Last week, Judge Kevin Gross of the U.S. Bankruptcy Court for the District of Delaware further interred the concept that directors of Delaware corporations can be held liable for good faith decisions that ultimately worsened the condition of the enterprise and resulted in bankruptcy or insolvency. In dismissing causes of action against the directors of Midway Games, Inc., Judge Gross followed a strong line of recent Delaware state (Trenwick Am. Litigation Trust v. Ernst & Young, LLP, 906 A.2d 168 (Del. Ch. 2006), aff’d, 931 A.2d 438 (Del. 2007); North America Catholic Programming Foundation, Inc., v. Gheewalla, 930 A.2d 92 (Del. 2007)) and federal (In re Radnor Holdings Corp., 353 B.R. 820 (Bankr. D. Del. 2006); In re Fedders North America, Inc., 405 B.R. 527 Bankr. D. Del. 2009)) cases that for all intents and purposes have eliminated the idea of liability for "deepening insolvency".

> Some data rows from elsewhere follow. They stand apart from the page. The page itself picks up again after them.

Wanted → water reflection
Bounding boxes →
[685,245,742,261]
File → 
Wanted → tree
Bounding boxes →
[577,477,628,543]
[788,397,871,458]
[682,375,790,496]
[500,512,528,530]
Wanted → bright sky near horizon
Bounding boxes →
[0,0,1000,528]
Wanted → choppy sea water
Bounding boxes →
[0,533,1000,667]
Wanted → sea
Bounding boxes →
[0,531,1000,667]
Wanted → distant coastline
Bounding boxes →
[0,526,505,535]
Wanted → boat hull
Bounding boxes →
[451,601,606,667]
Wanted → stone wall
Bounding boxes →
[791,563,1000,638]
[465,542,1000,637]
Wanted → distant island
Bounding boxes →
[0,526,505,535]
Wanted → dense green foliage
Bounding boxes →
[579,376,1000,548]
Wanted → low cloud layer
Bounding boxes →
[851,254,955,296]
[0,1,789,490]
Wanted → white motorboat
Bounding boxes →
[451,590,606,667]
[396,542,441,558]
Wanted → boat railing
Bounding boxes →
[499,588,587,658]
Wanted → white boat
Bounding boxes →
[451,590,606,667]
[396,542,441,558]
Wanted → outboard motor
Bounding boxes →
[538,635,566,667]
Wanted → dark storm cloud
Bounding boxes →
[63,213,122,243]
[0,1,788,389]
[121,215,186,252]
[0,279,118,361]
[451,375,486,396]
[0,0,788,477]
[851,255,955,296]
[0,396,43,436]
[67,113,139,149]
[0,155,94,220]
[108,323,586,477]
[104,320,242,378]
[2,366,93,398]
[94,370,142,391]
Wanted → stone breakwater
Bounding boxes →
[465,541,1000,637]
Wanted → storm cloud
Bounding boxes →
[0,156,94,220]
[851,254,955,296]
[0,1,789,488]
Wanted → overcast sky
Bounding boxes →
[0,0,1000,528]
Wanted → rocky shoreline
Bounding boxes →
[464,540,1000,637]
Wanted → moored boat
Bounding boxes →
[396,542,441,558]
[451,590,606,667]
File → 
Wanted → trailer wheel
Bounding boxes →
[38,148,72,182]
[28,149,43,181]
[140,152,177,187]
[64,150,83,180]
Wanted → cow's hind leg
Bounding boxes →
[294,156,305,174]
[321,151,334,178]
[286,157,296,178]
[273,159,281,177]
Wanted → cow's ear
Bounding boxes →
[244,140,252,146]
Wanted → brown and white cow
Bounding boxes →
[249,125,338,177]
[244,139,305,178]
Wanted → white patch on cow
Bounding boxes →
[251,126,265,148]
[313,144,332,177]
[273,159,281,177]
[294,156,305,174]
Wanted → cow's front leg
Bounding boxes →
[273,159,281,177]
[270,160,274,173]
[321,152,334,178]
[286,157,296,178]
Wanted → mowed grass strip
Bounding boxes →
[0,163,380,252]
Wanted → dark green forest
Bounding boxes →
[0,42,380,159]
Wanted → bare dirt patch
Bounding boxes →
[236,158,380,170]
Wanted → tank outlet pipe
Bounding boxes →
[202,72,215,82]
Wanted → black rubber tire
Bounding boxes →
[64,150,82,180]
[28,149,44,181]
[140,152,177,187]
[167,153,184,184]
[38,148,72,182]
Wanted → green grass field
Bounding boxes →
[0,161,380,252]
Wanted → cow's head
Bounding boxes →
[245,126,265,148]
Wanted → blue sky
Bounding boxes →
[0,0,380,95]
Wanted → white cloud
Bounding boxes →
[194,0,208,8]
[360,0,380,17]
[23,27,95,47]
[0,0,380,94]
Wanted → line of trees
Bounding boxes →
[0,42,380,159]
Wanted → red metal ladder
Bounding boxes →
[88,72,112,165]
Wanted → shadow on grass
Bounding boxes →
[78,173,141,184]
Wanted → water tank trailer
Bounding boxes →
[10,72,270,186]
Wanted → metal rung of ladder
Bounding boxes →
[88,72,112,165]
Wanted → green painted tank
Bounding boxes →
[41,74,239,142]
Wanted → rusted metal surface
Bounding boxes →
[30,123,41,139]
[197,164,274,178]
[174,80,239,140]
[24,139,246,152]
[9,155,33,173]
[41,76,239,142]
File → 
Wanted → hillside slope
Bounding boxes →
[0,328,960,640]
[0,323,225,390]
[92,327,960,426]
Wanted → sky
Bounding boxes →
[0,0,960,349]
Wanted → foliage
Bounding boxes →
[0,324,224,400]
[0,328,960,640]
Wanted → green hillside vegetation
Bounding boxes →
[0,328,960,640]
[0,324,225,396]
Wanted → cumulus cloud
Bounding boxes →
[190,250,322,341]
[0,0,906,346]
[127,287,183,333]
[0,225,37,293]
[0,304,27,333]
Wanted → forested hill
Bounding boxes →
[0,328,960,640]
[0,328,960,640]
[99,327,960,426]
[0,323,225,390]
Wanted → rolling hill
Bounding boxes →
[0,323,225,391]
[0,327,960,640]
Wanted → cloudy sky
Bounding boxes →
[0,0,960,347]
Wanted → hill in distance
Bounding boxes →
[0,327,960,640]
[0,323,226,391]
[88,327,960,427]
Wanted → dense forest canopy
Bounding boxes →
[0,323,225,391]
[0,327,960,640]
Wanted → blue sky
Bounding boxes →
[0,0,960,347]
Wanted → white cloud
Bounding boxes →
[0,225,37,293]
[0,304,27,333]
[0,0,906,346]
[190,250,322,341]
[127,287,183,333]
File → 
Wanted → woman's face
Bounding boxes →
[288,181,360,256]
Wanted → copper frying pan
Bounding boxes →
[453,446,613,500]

The suit against the Midway Games directors alleged breaches of their duty of care and duty of loyalty arising from their approval of certain loan transactions between Midway Games and its controlling shareholder in the months prior to Midway Games’ bankruptcy filing. Judge Gross noted, however, that the plaintiff Creditors’ Committee did not allege either that the transactions themselves were unfair or that they profited the board members in any way. The gravamen of the complaint, therefore, was that Midway Games should have sought bankruptcy protection sooner than it did instead of obtaining the loans. "The Court finds that the duty of care claims are in reality claims of deepening insolvency and are not sustainable." To Judge Gross, the clear import of the state and federal precedents make clear, even when a corporation is insolvent, both that "the business judgment rule protects good faith, disinterested business decisions", and that directors of Delaware corporations "do not have a duty to protect creditors of an insolvent corporation at the expense of the corporation and its shareholders."
The opinion granting the directors’ motion to dismiss includes an interesting coda, in which Judge Gross disclaimed any view regarding the wisdom of the extensive protections provided to directors of Delaware corporations. "The decision [to dismiss] is not an endorsement of any of the Defendants’ actions. The Defendants oversaw the ruin of a once highly successful company, only to hide behind the protective skirt of Delaware law, which the Court is bound to apply."